Michael Arbus, de Bitbuy, s’interroge. Les dépositaires comme Brane et Tetra Trust vont-ils croiser le fer avec les grosses pointures? Tetra Trust espérait avoir 1 G$ en actif sous gestion d’ici la fin de 2021. Gemini, dépositaire accrédité par l’État de New York (une attestation reconnue au Canada), gère plus de 30 G$ US et détient l’essentiel des cryptoactifs canadiens (devant Coinbase et BitGo, deux autres poids lourds). « Même un milliard, c’est de la petite monnaie dans l’univers de la crypto. Et puis, il y a la question de l’expérience », ajoute Michael Arbus. (Notons que Bitbuy passe par BitGo, dépositaire de Californie.)

Jerome Dwight estime que Brane a plus d’un tour dans son sac. De un, contrairement à Gemini, l’entité ne se pose pas en tant que plateforme de négociation. Et de deux, à l’inverse de Tetra Trust, établie par Coinsquare et dirigée en partie par elle (Eric Richmond étant à la fois PDG de Tetra Trust et directeur de l’exploitation de Coinsquare), Brane n’entretient aucun lien de dépendance.

« Une structure à maturité, c’est ce que les investisseurs cherchent, souligne Jerome Dwight.
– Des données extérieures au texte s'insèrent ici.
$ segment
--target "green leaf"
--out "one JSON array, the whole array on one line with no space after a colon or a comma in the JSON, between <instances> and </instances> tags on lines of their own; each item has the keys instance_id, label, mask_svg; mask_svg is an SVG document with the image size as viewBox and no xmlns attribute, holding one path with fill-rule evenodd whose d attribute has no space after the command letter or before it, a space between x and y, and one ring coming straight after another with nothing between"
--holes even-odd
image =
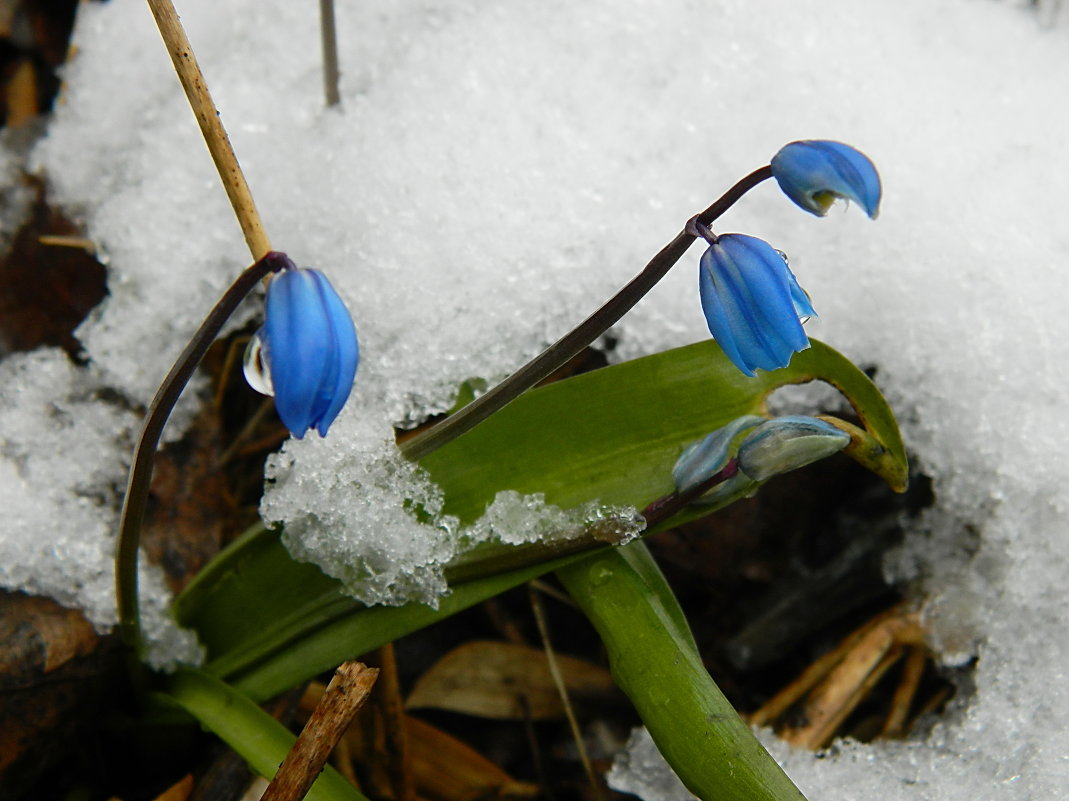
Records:
<instances>
[{"instance_id":1,"label":"green leaf","mask_svg":"<svg viewBox=\"0 0 1069 801\"><path fill-rule=\"evenodd\" d=\"M804 801L709 677L645 543L587 556L557 576L597 629L616 684L692 793L717 801Z\"/></svg>"},{"instance_id":2,"label":"green leaf","mask_svg":"<svg viewBox=\"0 0 1069 801\"><path fill-rule=\"evenodd\" d=\"M906 456L894 415L872 382L823 343L756 378L712 341L560 381L502 412L421 464L445 490L446 508L472 522L502 489L542 492L563 508L598 499L641 509L672 491L683 446L744 414L762 414L774 390L824 380L854 405L865 429L847 452L895 489Z\"/></svg>"},{"instance_id":3,"label":"green leaf","mask_svg":"<svg viewBox=\"0 0 1069 801\"><path fill-rule=\"evenodd\" d=\"M852 436L846 452L904 489L905 450L886 402L864 373L816 341L789 367L757 378L740 374L707 341L550 384L421 464L445 491L446 512L466 523L502 490L541 492L564 508L596 499L641 509L673 489L672 465L685 445L739 415L762 413L774 389L814 379L839 388L862 422L837 423ZM709 511L691 507L665 525ZM262 698L553 566L483 578L471 589L461 584L437 611L419 604L365 609L261 530L203 571L179 598L177 617L207 647L209 672Z\"/></svg>"},{"instance_id":4,"label":"green leaf","mask_svg":"<svg viewBox=\"0 0 1069 801\"><path fill-rule=\"evenodd\" d=\"M237 751L256 773L271 779L296 737L247 697L199 670L168 679L162 703L175 703ZM367 801L329 765L305 796L309 801Z\"/></svg>"}]
</instances>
Il faut les convaincre que les dépositaires agissent d’abord dans l’intérêt de leurs clients. Le doute planera encore et toujours, si le dépositaire appartient à une plateforme d’échange, dont la raison d’être est de négocier en contrepartie de commissions. La confiance ne sera jamais absolue. »

La réputation du Canada, vu comme un roc inébranlable, servira de tremplin à Brane, qui a déposé une demande d’agrément dans le Dakota du Sud, et qui a l’Europe dans sa ligne de mire (fin 2022). « J’étais dans l’Illinois il y a une semaine. Certains directeurs de banque m’ont confié qu’ils avaient hâte de travailler avec Brane, un partenaire canadien », signalait Jerome Dwight en octobre dernier. « C’est qu’à notre mentalité conservatrice, portée sur la gestion du risque et la conformité, se mêle une ouverture à l’innovation, disent-ils. »
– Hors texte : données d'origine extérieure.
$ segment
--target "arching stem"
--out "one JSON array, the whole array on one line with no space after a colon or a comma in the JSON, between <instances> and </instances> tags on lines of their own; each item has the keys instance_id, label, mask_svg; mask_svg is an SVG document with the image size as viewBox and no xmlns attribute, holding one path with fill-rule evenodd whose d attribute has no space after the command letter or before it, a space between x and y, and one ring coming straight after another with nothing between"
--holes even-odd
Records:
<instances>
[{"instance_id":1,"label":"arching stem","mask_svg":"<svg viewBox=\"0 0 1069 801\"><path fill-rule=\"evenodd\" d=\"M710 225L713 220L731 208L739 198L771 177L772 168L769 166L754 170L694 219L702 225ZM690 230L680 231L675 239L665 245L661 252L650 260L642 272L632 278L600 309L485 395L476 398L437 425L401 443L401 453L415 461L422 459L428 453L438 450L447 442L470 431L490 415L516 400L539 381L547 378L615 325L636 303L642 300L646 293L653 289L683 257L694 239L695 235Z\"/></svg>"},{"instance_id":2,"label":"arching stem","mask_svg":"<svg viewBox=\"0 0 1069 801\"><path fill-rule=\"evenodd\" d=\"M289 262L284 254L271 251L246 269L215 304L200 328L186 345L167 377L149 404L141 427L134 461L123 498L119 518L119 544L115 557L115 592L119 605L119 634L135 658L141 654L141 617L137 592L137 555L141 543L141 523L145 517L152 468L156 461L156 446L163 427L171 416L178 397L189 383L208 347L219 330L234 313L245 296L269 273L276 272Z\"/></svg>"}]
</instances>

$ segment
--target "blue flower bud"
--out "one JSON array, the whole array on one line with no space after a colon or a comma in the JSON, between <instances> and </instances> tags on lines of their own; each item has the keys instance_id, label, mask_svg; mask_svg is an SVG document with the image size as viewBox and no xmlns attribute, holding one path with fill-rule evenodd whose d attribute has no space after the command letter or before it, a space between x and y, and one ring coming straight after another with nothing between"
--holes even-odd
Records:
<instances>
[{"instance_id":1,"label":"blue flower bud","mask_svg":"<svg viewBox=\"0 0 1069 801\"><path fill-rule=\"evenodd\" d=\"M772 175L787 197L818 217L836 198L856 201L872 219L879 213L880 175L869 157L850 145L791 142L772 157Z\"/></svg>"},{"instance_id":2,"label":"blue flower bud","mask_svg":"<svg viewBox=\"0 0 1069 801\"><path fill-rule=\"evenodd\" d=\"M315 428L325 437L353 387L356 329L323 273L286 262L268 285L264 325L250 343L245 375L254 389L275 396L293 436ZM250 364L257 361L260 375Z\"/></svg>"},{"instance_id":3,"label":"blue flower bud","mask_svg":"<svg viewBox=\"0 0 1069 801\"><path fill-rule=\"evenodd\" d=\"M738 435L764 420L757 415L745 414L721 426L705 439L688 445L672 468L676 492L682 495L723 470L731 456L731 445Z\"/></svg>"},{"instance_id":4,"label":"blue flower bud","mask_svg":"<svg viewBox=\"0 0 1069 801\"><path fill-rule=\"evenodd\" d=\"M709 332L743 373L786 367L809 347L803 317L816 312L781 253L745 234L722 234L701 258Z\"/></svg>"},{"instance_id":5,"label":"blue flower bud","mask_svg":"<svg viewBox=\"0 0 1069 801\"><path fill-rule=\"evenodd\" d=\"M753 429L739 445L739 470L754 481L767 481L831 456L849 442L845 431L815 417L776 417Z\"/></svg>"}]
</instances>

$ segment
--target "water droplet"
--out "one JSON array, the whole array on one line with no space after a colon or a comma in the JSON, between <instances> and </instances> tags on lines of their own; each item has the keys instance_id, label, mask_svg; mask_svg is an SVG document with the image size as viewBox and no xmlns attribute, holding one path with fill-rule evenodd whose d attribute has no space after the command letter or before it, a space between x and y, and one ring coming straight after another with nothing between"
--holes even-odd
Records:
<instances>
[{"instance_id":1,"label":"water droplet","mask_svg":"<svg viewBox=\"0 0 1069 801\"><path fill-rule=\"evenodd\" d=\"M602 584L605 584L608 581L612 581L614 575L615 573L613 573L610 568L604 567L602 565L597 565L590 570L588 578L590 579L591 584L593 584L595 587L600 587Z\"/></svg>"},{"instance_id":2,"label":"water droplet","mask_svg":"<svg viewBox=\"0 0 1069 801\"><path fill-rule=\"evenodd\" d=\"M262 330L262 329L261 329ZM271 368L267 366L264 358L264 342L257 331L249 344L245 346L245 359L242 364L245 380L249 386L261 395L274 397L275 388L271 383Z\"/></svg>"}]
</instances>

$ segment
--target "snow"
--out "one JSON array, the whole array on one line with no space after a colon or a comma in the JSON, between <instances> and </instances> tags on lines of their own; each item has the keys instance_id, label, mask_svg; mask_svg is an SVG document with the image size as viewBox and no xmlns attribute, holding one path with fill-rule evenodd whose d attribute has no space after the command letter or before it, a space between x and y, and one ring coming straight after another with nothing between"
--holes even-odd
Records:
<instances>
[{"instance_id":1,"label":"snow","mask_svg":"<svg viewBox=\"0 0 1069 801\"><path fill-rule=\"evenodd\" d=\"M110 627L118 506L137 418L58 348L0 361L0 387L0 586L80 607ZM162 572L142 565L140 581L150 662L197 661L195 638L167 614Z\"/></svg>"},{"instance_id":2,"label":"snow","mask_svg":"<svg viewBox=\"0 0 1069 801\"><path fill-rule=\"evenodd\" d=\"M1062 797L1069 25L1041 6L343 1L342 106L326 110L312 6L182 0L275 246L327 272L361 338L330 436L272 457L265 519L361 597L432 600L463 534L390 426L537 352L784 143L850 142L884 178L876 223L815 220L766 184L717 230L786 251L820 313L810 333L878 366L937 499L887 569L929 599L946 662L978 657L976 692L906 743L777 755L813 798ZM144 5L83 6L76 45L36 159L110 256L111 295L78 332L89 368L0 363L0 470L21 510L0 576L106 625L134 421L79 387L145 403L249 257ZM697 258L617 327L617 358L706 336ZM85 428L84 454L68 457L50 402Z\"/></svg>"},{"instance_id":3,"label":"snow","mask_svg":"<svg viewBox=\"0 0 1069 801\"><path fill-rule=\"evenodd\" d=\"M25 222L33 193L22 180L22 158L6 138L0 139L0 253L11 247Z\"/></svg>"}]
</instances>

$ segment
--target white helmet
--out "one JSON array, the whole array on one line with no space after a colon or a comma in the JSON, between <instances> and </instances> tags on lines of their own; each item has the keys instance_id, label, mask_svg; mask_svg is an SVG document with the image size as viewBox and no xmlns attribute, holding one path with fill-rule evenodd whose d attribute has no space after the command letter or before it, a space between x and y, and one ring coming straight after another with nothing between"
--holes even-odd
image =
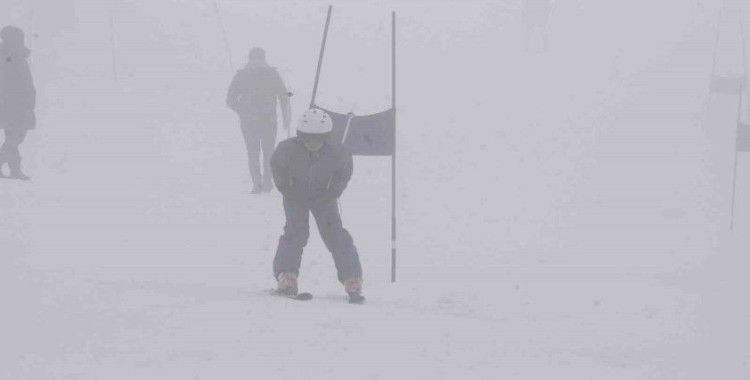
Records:
<instances>
[{"instance_id":1,"label":"white helmet","mask_svg":"<svg viewBox=\"0 0 750 380\"><path fill-rule=\"evenodd\" d=\"M311 108L302 114L297 123L297 132L320 135L333 130L333 121L328 114L320 109Z\"/></svg>"}]
</instances>

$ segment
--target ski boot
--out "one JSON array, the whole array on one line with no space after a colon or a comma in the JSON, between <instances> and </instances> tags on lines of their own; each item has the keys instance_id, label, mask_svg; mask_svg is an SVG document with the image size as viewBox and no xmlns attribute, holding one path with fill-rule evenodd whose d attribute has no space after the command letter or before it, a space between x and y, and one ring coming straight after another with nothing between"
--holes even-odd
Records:
<instances>
[{"instance_id":1,"label":"ski boot","mask_svg":"<svg viewBox=\"0 0 750 380\"><path fill-rule=\"evenodd\" d=\"M31 177L23 174L23 170L21 170L20 156L11 157L10 159L6 159L6 161L8 162L8 168L10 169L10 175L8 176L8 178L21 181L28 181L31 179Z\"/></svg>"},{"instance_id":2,"label":"ski boot","mask_svg":"<svg viewBox=\"0 0 750 380\"><path fill-rule=\"evenodd\" d=\"M26 174L23 174L22 171L14 171L11 172L9 176L6 178L8 179L17 179L19 181L30 181L31 177L27 176Z\"/></svg>"},{"instance_id":3,"label":"ski boot","mask_svg":"<svg viewBox=\"0 0 750 380\"><path fill-rule=\"evenodd\" d=\"M354 277L344 281L344 290L349 295L349 303L360 304L365 302L365 297L362 296L361 278Z\"/></svg>"},{"instance_id":4,"label":"ski boot","mask_svg":"<svg viewBox=\"0 0 750 380\"><path fill-rule=\"evenodd\" d=\"M299 289L297 288L297 275L290 272L281 272L277 278L276 291L280 294L294 297Z\"/></svg>"}]
</instances>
Selon Ryan Clements, en décourageant les petits acteurs et en assujettissant les cryptobourses à la réglementation stricte des valeurs mobilières, le Canada se dirige vraisemblablement vers un système proche du marché bancaire, où circulent un nombre restreint d’entités d’envergure.
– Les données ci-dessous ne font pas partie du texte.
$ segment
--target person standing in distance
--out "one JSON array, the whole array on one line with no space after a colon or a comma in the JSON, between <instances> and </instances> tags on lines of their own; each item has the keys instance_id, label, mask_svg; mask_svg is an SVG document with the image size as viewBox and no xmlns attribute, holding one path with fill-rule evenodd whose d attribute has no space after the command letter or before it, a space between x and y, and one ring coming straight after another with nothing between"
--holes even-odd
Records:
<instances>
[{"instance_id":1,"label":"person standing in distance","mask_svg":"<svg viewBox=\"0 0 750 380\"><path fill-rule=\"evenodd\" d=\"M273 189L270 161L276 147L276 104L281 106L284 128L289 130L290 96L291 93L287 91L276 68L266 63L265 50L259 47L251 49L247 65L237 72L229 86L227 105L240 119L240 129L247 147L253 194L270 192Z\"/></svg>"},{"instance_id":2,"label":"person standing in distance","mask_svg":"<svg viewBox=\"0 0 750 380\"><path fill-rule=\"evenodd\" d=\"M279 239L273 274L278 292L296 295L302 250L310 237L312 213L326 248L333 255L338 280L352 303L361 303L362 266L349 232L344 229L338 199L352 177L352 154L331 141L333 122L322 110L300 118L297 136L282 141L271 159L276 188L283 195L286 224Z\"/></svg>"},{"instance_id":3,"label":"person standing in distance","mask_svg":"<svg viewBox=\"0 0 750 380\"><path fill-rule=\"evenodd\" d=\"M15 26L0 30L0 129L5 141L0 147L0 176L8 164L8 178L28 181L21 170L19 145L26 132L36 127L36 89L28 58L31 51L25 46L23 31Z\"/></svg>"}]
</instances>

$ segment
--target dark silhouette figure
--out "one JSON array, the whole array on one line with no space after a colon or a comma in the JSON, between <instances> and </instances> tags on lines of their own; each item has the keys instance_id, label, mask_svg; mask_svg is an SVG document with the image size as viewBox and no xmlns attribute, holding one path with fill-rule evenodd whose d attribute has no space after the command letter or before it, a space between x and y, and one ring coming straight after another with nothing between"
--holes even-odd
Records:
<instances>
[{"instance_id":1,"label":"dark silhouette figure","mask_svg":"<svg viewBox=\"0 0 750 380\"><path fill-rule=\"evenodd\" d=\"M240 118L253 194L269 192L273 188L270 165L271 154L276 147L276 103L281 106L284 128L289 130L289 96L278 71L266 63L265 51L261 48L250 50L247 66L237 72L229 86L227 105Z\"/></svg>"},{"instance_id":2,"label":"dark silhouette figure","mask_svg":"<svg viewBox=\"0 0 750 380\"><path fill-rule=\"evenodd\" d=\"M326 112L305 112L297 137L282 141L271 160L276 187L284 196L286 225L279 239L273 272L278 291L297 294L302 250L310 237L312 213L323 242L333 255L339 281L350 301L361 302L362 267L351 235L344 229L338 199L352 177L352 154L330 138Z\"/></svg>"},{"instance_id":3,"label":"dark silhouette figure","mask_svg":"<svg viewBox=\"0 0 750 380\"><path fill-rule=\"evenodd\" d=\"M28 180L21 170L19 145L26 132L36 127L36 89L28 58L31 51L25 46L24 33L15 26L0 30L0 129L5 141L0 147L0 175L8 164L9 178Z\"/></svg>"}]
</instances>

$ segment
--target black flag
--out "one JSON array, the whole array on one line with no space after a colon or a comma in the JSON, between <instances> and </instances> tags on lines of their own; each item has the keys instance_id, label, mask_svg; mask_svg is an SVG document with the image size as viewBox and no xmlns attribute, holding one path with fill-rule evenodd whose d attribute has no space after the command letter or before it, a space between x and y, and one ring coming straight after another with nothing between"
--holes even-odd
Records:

Alors qu’il tire sa révérence, Jerome Dwight voit Brane jeter un pont entre les jeunes fintech et les services financiers traditionnels. « À mon arrivée, dit-il, Brane avait une excellente technologie, mais pas le savoir-faire pour évoluer dans le monde des services financiers. Il fallait asseoir la légitimité de l’entreprise et commencer à mettre en place tous les éléments requis pour mener ses activités en tant qu’institution financière. Et c’est ce que nous avons fait. »

Jerome Dwight, lui, voit de nouvelles avenues s’offrir à lui, mais ne peut faire d’annonce pour le moment. Et qui sait? Peut-être l’invitera-t-on de nouveau à Wall Street pour présenter le modèle qui prévaut au Canada.